Kız kardeşi geçirdiği trafik kazasından sonra hastaneye giderken Kyungsoo'nun elini tutuyordu. Kyungsoo saniye saniye kız kardeşinin nefesinin kesilişini izlemişti. Hastaneye gitmeden kalbi durmuştu. Kızın soğuk eli avuçlarının içindeydi. Üzerine beyaz örtü kapatılırken de elini tutuyordu.

Cenazesi yapılırken toprak atan yine Kyungsoo'ydu. Kızın arkadaşları boşboğazlık edip 'Kız kardeşi öldü, yine de ağlamıyor. Onu seviyor mu sahiden?' derken bile ağlamamıştı. Sevmez olur muydu? Kız kardeşi onun canıydı. Küçüklüğünden beri süregelen duygularını yok etme alışkanlığı ile sahiden duygularını kaybetmiş olmalıydı.

Jongin'i kız kardeşine anlatırken kızın çığlıklar atarak heyecanlanmasını yansıtmasına rağmen o dışarıyı izliyordu. Kalbi heyecanla kaplıydı ama gülemiyordu.

Şu an hayatta olsaydı kız kardeşi ağlayabilir miydi onun yerine? Sevdiği kişi evlenirken bir damla olsun yaş akıtabilir miydi onun için?

Sigarasını söndürürken diğerini yakmıştı. Ciğerlerini cezalandırıyordu belki de.

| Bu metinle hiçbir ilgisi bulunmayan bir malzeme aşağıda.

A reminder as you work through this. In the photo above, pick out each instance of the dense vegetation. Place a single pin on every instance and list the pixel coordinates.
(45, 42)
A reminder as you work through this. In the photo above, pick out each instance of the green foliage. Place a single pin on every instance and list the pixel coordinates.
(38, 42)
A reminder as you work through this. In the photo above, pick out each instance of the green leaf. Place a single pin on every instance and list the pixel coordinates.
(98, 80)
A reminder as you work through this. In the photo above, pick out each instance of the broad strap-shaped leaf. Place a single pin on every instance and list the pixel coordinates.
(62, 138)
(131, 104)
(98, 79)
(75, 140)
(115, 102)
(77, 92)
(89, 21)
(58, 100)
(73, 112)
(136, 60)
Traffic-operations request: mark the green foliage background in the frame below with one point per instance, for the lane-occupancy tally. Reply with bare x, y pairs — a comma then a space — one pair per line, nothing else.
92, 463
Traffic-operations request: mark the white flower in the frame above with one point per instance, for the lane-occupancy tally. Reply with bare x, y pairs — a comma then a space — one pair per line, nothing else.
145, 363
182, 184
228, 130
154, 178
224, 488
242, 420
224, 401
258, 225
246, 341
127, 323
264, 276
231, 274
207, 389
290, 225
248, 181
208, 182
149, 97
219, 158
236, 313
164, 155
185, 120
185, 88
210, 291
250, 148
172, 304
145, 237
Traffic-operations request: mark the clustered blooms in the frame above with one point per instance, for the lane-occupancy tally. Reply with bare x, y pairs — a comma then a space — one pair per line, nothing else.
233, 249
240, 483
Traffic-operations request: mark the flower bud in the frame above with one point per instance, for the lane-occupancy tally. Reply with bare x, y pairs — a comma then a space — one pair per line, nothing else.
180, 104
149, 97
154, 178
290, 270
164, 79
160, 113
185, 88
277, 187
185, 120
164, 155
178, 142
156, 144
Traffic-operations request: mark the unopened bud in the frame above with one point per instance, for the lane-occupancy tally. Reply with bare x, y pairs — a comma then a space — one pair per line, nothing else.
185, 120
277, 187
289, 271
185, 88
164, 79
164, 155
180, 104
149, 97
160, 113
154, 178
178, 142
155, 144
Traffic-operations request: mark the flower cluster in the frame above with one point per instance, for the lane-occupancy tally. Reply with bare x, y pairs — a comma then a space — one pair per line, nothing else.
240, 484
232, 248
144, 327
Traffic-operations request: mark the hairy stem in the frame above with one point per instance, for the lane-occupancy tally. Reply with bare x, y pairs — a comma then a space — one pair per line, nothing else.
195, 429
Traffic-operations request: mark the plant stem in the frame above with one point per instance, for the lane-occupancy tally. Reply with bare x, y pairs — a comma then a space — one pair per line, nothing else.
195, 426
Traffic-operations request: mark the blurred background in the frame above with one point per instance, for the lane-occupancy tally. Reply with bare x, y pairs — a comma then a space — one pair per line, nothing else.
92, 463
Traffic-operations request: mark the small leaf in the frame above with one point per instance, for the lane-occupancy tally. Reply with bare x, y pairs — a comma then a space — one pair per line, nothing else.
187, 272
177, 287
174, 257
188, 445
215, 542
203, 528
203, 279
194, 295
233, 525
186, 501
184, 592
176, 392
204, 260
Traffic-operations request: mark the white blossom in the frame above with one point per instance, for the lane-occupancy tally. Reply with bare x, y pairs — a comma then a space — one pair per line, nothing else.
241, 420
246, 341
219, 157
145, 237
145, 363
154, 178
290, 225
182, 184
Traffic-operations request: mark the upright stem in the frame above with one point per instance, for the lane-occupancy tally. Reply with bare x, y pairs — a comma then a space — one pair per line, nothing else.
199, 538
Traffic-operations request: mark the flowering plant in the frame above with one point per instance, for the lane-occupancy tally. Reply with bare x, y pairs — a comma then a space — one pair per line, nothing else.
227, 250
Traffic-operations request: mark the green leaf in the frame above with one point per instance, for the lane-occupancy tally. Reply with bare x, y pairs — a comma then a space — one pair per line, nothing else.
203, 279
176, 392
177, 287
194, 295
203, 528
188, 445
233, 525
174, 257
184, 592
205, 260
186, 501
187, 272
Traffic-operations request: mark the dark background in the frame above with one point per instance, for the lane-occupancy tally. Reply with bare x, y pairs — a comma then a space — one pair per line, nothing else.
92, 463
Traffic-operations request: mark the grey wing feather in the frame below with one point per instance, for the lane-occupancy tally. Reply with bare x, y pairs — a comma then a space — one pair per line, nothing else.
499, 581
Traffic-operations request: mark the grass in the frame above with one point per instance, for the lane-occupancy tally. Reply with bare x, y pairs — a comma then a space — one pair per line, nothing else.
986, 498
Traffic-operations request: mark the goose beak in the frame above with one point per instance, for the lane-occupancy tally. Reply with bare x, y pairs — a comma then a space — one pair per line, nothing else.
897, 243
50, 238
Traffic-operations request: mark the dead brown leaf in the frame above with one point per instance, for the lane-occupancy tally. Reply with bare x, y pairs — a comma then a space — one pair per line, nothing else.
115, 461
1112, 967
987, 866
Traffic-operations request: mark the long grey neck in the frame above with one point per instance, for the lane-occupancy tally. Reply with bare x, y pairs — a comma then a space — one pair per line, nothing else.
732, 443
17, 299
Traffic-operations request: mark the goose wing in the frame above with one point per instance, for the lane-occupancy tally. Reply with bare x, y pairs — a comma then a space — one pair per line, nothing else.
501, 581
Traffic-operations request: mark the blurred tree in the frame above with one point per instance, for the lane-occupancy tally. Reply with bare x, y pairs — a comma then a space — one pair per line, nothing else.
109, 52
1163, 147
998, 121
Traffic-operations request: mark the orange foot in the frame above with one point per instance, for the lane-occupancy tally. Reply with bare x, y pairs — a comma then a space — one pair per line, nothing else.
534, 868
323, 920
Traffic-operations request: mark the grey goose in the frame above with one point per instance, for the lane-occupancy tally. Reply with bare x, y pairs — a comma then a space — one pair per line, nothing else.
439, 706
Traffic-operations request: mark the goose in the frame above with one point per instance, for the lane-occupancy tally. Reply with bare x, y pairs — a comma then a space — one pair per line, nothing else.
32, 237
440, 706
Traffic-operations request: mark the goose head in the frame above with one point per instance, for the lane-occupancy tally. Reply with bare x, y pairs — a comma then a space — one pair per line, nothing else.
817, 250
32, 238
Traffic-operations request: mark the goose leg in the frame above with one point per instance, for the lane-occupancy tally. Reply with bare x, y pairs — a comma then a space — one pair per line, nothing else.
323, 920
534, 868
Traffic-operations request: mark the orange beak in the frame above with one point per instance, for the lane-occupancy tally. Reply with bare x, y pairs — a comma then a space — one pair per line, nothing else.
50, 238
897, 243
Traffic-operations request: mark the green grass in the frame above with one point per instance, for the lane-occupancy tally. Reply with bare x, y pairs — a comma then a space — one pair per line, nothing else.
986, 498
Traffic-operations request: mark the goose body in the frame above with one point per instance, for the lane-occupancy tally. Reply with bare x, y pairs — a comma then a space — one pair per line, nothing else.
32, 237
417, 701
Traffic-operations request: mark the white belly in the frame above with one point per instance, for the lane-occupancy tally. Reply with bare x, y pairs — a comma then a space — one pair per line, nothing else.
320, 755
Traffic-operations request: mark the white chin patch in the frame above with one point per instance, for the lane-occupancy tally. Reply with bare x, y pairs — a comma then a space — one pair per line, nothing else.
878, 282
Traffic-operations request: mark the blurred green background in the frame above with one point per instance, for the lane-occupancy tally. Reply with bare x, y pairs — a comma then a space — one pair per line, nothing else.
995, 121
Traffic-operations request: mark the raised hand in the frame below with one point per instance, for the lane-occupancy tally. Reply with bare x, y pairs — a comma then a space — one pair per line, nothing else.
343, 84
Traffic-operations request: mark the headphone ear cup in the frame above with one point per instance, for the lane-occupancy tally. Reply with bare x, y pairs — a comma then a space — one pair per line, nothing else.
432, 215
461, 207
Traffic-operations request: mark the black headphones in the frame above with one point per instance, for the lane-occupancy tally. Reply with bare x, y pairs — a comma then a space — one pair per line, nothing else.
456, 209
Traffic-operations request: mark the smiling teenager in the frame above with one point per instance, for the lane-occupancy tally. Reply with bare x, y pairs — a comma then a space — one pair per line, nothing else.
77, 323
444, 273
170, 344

Tanrı tarafından yüzü güldürülmemişti hiç. Mecazi anlamda değildi, sahiden gülmemişti.

İçtiği sigarası bittiğinde bu kez yenisini yakmadı.

Balkondan içeriye geçti. Masanın üzerinde halihazırda bekleyen kağıt kaleme yaklaştı. Sandalyeye oturdu ve kalemi parmaklarının arasına aldı.

"12.01.2019

Özür dilerim anne, bana bıraktığınız emanete sahip çıkamadım. Onu sizin yanınıza gönderdim.

Özür dilerim baba. Büyüdüm, güçlendim ama yeterince yapamadım. Aciz hissediyorum.

Özür dilerim güzelim. Seni koruyamadım. Belki de hataydı seni okula göndermek. Sanırım saçmalıyorum. Okula gitmesen annem ve babam yerinde rahat olmazdı. Suç yıkacak bir şeyler arıyorum.